In order to diagnose diabetes of this type, specialized genetic tests are used, which are only currently performed in people who have been confirmed by the doctor managing the indications. Diabetes centers involved in genetic research for monogenic diabetes in Poland are:
- Department of Metabolic Diseases, Jagiellonian University Collegium Medicum, ul. Mikołaja Kopernika 15, 31-501 Kraków, phone: 12 424 83 01,
- Clinic of Clinical Genetics, Medical University, ul. Pomorska 251, 92-213 Łódź, phone: 42 272 53 55
MODY Diabetes (Maturity Onset Diabetes of the Young):
- constitutes approx. 1-2% of all cases (about 30,000-60,000 people in Poland),
- is inherited in an autosomal dominant manner, i.e. it is characterized by the same frequency of incidence in both sexes and is passed on to next generations, both by women and by men,
- symptoms usually appear in the 2nd or 3rd decade of life,
- is characterized by an early and mild onset without ketoacidosis and by preserved endogenous insulin production.
MODY diabetes can be diagnosed by:
- Determination of the level of fasting blood sugar.

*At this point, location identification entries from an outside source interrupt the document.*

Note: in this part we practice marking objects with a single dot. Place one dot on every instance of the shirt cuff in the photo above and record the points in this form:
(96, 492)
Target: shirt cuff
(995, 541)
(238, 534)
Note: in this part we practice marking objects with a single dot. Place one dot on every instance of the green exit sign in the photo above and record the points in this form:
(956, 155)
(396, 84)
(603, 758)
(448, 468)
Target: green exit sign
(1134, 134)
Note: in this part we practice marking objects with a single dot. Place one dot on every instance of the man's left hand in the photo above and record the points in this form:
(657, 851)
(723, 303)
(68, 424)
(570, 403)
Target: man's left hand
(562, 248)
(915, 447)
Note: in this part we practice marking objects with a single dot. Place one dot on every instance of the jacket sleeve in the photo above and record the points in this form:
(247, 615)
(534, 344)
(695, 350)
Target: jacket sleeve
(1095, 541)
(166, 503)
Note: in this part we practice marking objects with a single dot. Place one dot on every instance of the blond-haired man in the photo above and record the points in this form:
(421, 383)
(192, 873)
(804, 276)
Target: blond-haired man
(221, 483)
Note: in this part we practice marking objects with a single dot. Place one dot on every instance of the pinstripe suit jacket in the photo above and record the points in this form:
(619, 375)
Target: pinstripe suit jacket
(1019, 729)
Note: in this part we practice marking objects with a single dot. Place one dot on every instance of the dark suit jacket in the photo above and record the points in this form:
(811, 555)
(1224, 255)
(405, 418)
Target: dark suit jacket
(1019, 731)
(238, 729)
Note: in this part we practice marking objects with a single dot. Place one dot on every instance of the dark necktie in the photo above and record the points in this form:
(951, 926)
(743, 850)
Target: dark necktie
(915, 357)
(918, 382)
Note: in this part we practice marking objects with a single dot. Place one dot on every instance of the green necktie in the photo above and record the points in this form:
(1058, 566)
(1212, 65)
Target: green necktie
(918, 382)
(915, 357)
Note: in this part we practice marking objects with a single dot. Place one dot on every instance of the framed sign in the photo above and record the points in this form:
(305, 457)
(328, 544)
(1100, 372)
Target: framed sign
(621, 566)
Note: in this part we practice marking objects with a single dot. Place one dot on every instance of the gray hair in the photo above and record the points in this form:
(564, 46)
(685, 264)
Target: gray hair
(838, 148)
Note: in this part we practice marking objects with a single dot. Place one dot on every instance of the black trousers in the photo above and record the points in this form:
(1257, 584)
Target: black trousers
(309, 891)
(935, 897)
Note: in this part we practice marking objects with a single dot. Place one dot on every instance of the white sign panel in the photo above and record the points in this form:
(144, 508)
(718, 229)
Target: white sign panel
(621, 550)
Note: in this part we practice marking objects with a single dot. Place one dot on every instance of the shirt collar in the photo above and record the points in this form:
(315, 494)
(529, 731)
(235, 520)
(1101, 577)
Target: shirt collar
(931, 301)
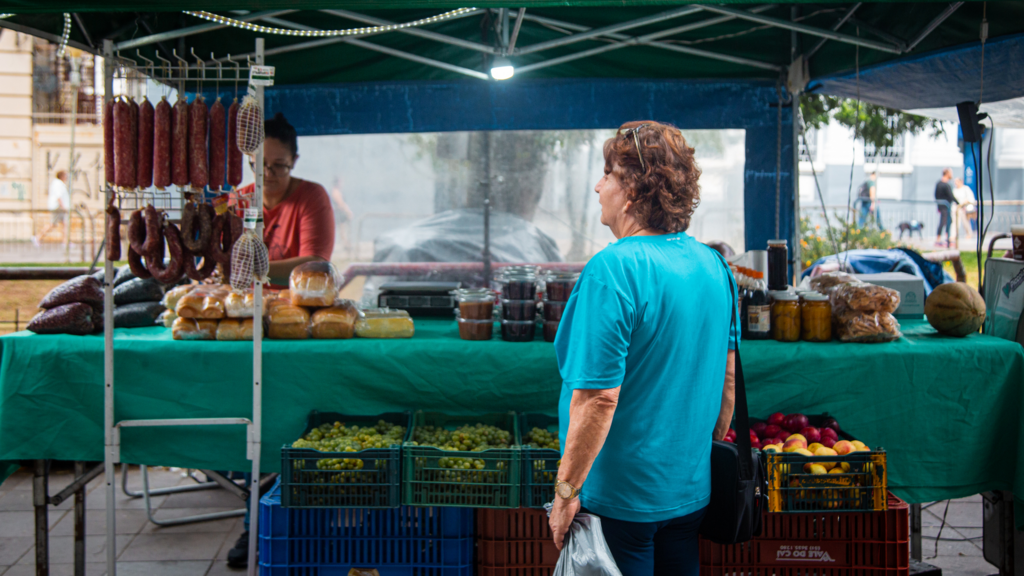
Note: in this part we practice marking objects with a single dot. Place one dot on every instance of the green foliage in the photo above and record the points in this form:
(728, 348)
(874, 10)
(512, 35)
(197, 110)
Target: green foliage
(873, 124)
(815, 242)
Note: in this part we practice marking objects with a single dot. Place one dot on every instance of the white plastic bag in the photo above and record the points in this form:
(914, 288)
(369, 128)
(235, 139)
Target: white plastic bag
(586, 552)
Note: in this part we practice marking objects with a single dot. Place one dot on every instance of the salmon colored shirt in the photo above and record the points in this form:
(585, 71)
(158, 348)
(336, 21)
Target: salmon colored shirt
(301, 225)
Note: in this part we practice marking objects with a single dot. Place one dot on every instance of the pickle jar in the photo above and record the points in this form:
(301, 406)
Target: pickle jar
(785, 317)
(815, 318)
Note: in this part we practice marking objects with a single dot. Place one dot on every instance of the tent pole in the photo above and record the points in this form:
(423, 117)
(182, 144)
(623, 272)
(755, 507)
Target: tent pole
(418, 32)
(198, 29)
(802, 28)
(255, 432)
(933, 25)
(597, 32)
(646, 40)
(110, 474)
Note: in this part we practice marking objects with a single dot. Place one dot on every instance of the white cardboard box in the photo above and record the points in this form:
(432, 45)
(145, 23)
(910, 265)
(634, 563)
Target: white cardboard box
(910, 288)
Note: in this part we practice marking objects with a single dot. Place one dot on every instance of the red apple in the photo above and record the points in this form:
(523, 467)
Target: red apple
(830, 422)
(811, 434)
(799, 422)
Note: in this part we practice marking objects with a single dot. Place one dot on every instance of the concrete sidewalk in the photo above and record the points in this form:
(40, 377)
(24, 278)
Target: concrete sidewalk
(201, 548)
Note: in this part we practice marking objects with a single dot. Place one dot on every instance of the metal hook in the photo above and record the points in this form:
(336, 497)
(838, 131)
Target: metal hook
(220, 71)
(201, 66)
(184, 70)
(238, 74)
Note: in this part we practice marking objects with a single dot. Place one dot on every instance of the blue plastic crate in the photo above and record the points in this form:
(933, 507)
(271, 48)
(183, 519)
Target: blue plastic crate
(403, 541)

- OGTT, an oral glucose load test.
- HbA1c glycated hemoglobin test.
- Test for the presence of antibodies against pancreatic beta cells.
- Genetic research.
Treatment of MODY
MODY can sometimes be controlled more effectively than other types of diabetes. Treatment of MODY 2 is only about the use of an appropriate diet. In the MODY 3 type, due to the high sensitivity to sulfonylurea derivatives, it is possible to successfully use these drugs for many years. In other cases, sufficient treatment may be the use of oral medications which lower blood sugar levels. In some types however, insulin therapy is needed.
- type 2 diabetes inherited from the mother,
- is associated with differences in the sequence in the mitochondrial DNA,
- usually diagnosed in the 3rd to 5th decade of life,
- it is characterized by a reduction in insulin secretion,
- there may also be abnormalities in other organs, visualized in ECG abnormalities, through proteinuria or muscular dystrophies
- can be treated with a diet and sulphonylurea. However, early ineffectiveness of these drugs often occurs and then the patient requires the implementation of insulin therapy.
Neonatal diabetes is defined as having diabetes before the age of nine months. This always requires differential diagnosis with type 1 diabetes. It can occur as:
- Transient neonatal diabetes mellitus (TNDM), which disappears in a few to several weeks after diagnosis.
Permanent neonatal diabetes mellitus (PNDM), which is permanent. Newborns with PNDM are also characterized by:
- low birth weight,
- often significant hyperglycemia,
- sometimes ketoacidosis may co-exist,
- in contrast to typical type 1 diabetes, there is no presence of autoantibodies against β-cell antigens,
- usually the diagnosis is based on the search for mutations in the KCNJ11 gene encoding the Kir6.2 protein - this is the most common mutation found in this type of disease. If confirmed, effective and safe therapy with sulfonylurea is possible regardless of the child's age.
- other less frequently detected mutations concern the insulin gene and the glucokinase gene (confirmation of these mutations requires the implementation of insulin therapy) and the ABCC8 gene encoding the SUR1 protein (in this mutation there is a possibility to take a sulphonylurea therapy, an alternative to insulin therapy).